As a senior in high school, I was fortunate enough to get into one of my top choices for college. I was convinced that college would immediately be so much better than high school and that I would find so many amazing, lifelong friendships with like-minded people. As the summer before freshman year ended and the semester officially started, little did I know that I was in for a rude awakening.

I go to a small, rural school where it’s very hard to make friends on campus if you’re not friends with your freshman year roommate or people from your dorm. Once classes started, I had made a few “friends” who turned out to be two-faced and superficial. When sophomore year came around, I tried my best to not let negative experiences from the past deter me and made sure to make an effort to be open-minded. However, after seeing countless warm smiles or attempts to start conversations, I was met with disdainful scowls and apathy.

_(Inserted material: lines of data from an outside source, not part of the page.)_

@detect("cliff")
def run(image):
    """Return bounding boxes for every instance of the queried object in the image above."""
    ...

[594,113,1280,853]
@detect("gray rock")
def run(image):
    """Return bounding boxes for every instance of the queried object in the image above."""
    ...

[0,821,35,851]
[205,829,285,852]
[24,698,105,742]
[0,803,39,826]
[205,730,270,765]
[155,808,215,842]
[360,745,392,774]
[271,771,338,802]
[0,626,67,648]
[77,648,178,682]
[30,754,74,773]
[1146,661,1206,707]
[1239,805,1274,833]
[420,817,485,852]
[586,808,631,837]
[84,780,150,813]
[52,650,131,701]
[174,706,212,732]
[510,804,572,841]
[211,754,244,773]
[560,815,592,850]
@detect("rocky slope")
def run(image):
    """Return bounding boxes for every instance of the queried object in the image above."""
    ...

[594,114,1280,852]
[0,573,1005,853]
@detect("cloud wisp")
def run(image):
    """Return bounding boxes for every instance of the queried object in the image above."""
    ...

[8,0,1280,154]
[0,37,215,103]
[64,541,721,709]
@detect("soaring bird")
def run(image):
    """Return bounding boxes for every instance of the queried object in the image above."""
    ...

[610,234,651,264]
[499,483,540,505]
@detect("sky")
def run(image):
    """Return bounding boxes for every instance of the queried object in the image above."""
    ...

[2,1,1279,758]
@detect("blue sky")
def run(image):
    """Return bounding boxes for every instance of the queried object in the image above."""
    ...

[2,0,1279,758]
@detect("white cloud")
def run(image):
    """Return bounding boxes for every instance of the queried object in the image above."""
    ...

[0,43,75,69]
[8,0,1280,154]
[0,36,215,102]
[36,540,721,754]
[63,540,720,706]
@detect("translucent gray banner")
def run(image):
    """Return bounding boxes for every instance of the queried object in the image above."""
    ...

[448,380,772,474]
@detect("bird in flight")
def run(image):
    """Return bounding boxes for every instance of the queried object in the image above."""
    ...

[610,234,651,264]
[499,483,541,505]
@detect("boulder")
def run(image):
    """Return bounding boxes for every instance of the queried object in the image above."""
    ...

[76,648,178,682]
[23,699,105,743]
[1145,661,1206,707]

I just gave up on trying to fit in and decided to try to prioritize more important matters, such as academics. This seemed like a wise, sensible decision since while friends come and go, a good education stays with you for the rest of your life. This also proved to be easier said than done since gradually, I was growing increasingly angry and resentful towards everyone who I felt had hurt or rejected me. I became obsessed with dwelling over these failures and trying to figure out what was wrong with me.

Was it my overly ethnic-sounding name? My chipper nature?

Whatever it was, it was by no means justifiable and triggered back painful memories of middle school, an equally lonely, traumatic time of my life plagued by ruthless bullying and social exclusion. One of the many things that people had raved to me about college life was that people are much more mature, which I found difficult to believe based on the cliquey, juvenile behavior I was frequently being subjected to. Although it may sound like I’m playing the victim too much and overthinking these nasty experiences from the past, I’m really trying to make the best out of this situation by working on myself and figuring out who I really am. If there’s one positive thing that has come out of this experience is that I’ve developed a deep desire for friendships with non-superficial, non-judgemental, kind-hearted, genuine, and woke individuals.

I’ve also figured out friendships are the best quality over quantity and that there are people in my life that sincerely love and care for me are even if I can’t physically see or speak to them every day. If I could give advice to any incoming college freshman, it would be that college isn’t a make it or break it “best four years of your life.” It’s just another experience and stage of life, and the best is yet to come.